大分建設新聞

四方山

ごっつぁんです

2026年05月13日
 大相撲夏場所が幕を開けた。東京・国技館周辺では力士たちの「ごっつぁんです」という言葉が飛び交っているのだろう。角界独特の言葉だが、語源は「ご馳走さまです」がなまったものと言われる。食事への感謝だけでなく、世話になった相手への礼にも使われる。タニマチから小遣いをもらえば、それこそ1オクターブ上がった声で「ごっつぁんです」となるのだろう▼だが、土俵上で懸賞金を受け取るとなれば、そうはいかない。神妙な表情で左、右、中と手刀を切る。古事記に登場する「造化の三神」と呼ばれる神産巣日神などの神々への感謝が込められているという。
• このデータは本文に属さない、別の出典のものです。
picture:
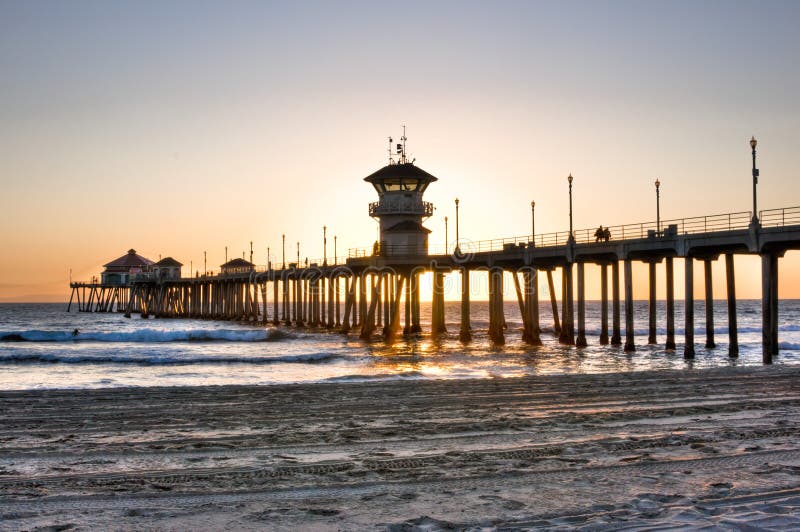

相撲が神事であるゆえんである。郷土の英雄、双葉山はそうした所作が美しかったという。「未だ木鶏たりえず」の言葉で知られる昭和の大横綱。慢心に動じぬ品格の人だった▼お隣、熊本県八代市が揺れている。新庁舎建設を巡り、元力士の市議が賄賂を受け取った疑いで逮捕された。その額たるや6000万円である。ちゃんこ鍋の具にしても大きすぎる。それこそ「ごっつぁん利権」である。容疑段階で断定は慎むべきだが、世間の視線が厳しくなるのは当然である▼問題は、受け取ったとされる側だけではない。報道によれば、業者側に有利な評価基準案が市側に持ち込まれ、入札に影響した疑いも浮かぶ。役所に、外からの働き掛けをはね返す規律があったのか。おかしな提案を「おかしい」と言える空気があったのか▼行政の土俵で軍配を握るのは、制度であり、手続きであり、職員一人一人の倫理であろう。そこが緩めば、声の大きい者の押し出しがまかり通る。公共工事は税金を街の未来に変える営みである。「ごっつぁんです」で決着する話ではない。耳を傾けるべき相手は、議員などではない。納税者である市民だ。(熊)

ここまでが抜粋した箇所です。